Spirits recharged I headed on for the last two miles, feet aching, and dived into my tent to avoid the campsite midges. I had been walking for over 12 hours! Being Saturday night the campsite was much busier, and everyone was using head nets as protection from the midges. A group of youngsters arrived in a car, they had northern accents and sounded like they were not expecting midges. Even though they didn't smoke they drove off to the shop at Spean Bridge to buy cigarettes in the hope that smoke would ward off the midges.

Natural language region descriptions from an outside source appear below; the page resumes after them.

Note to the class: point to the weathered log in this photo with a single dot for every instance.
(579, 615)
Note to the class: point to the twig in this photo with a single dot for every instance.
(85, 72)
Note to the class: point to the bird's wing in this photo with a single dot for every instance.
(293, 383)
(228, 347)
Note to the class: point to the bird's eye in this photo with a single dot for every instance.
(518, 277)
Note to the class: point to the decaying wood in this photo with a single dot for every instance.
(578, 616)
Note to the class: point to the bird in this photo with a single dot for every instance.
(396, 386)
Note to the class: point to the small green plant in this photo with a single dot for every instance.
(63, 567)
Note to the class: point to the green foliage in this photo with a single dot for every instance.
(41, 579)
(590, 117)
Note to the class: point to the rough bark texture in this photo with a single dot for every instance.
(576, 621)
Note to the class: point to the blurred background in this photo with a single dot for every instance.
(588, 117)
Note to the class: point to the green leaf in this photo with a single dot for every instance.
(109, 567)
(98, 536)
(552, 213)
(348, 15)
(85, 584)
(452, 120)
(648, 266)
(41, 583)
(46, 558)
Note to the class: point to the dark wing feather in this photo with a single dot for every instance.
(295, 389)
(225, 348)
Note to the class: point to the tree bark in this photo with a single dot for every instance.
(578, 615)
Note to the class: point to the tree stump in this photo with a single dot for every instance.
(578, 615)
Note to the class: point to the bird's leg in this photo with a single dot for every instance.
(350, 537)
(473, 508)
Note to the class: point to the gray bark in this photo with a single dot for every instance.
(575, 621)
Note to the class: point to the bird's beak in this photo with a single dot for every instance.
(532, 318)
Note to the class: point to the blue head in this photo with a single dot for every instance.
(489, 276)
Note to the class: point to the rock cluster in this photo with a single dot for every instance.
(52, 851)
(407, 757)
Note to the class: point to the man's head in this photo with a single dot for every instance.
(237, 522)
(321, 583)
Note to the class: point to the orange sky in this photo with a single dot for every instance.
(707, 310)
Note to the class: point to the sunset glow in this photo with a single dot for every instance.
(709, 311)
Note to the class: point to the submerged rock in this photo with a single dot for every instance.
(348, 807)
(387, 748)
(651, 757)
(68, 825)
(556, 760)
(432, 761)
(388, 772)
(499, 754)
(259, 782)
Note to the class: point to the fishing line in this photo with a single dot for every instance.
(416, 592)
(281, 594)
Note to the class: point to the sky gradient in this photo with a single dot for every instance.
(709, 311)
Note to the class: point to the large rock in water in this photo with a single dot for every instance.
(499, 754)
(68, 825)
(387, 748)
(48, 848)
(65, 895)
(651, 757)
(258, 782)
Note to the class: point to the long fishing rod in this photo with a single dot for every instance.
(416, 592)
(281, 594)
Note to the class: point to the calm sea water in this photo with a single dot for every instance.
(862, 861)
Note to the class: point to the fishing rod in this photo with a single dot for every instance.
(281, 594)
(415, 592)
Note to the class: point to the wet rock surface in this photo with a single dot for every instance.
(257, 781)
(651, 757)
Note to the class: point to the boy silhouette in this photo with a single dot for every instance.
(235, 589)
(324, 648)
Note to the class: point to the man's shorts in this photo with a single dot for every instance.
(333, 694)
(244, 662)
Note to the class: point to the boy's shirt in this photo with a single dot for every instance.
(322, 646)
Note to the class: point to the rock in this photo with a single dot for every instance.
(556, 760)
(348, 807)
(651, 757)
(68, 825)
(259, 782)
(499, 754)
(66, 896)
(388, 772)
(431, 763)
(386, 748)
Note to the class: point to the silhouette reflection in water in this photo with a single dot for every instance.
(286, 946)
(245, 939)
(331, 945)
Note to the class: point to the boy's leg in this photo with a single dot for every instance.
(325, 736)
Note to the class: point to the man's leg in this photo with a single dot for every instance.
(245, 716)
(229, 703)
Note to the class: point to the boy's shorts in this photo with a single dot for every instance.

Now the trip was essentially over, I didn't have a plan for how to get back to Southampton! I was keen to get back in a day on Sunday, as Monday was my last day of leave, and I wanted a full day at home. Given these constraints, the train was the only feasible option. I found out from National Rail enquiries that the first train from Spean Bridge was at 11:55am, changing in Glasgow, this would get me to London by 21:21pm. I knew it would be expensive, but the only other option would be to take the Megabus from Glasgow on Sunday night, arriving in London on Monday (and I didn't have an easy way of making a reservation on this).
Sunday 10th June 2012
It rained heavily in the night and by the morning the rain had stopped, but my tent was dripping wet. The midges were atrocious, and I had to run away from my tent several times before the tent was packed away. I set off along the railway path, to enjoy the off-road route to Spean Bridge in its entirety. At Spean Bridge I bought a Sunday newspaper from village shop to read on the train. Attached to the hotel is a greasy spoon café, and I bought fish & chips to eat before getting on the train.
I bought a ticket to Glasgow (£26.30) to keep my options open. The conductor was really helpful and brought me a schematic map to show the route between Glasgow Queen Street, and Glasgow Central (for the London train). Arriving at Queen Street at 15:31, I decided to go directly to Glasgow Central and buy a ticket. The price was a staggering £123.60 to London, which is not that much more than a return, but at least it included travel on the underground.
I got some food for the journey from the co-op, then went back to the station. It was a Virgin train and I had to search through several cabins before finding an unreserved seat. At Preston a young chap got on and sat down next to me. We chatted all the way to London. He was working in London as a mechanical engineer on control systems for buildings. He was also into hill walking and was familiar with the Lake District and the Scottish Highlands, having gone to university in Edinburgh. He had climbed Mont Blanc with a friend, and I was interested to hear about his climb. He was interested in my trips to Nepal.
Reaching London, I hurried onto the Northern Line, as I wanted to catch a train to Southampton at 10pm. This train arrived in Southampton just before 11:30pm and I got a taxi home. From Spean Bridge it had taken nearly 12 hours to get back to Southampton.
The trip had gone exactly to plan, which was surprising given all the transport connections. I was really lucky with the weather - it only rained at times when I wasn't climbing Munros, mostly during the night, and I'd had good views from all 17 Munros on the trip. It was satisfying to complete three sections of the Munros guidebook, and I only had 30 Munros left to do.
The mixture of wild camping and official campsites, with trains and ferries was very enjoyable, and added variety to the trip. After completing the Munros, it would be great to continue this pattern, perhaps with a trip to explore the western isles.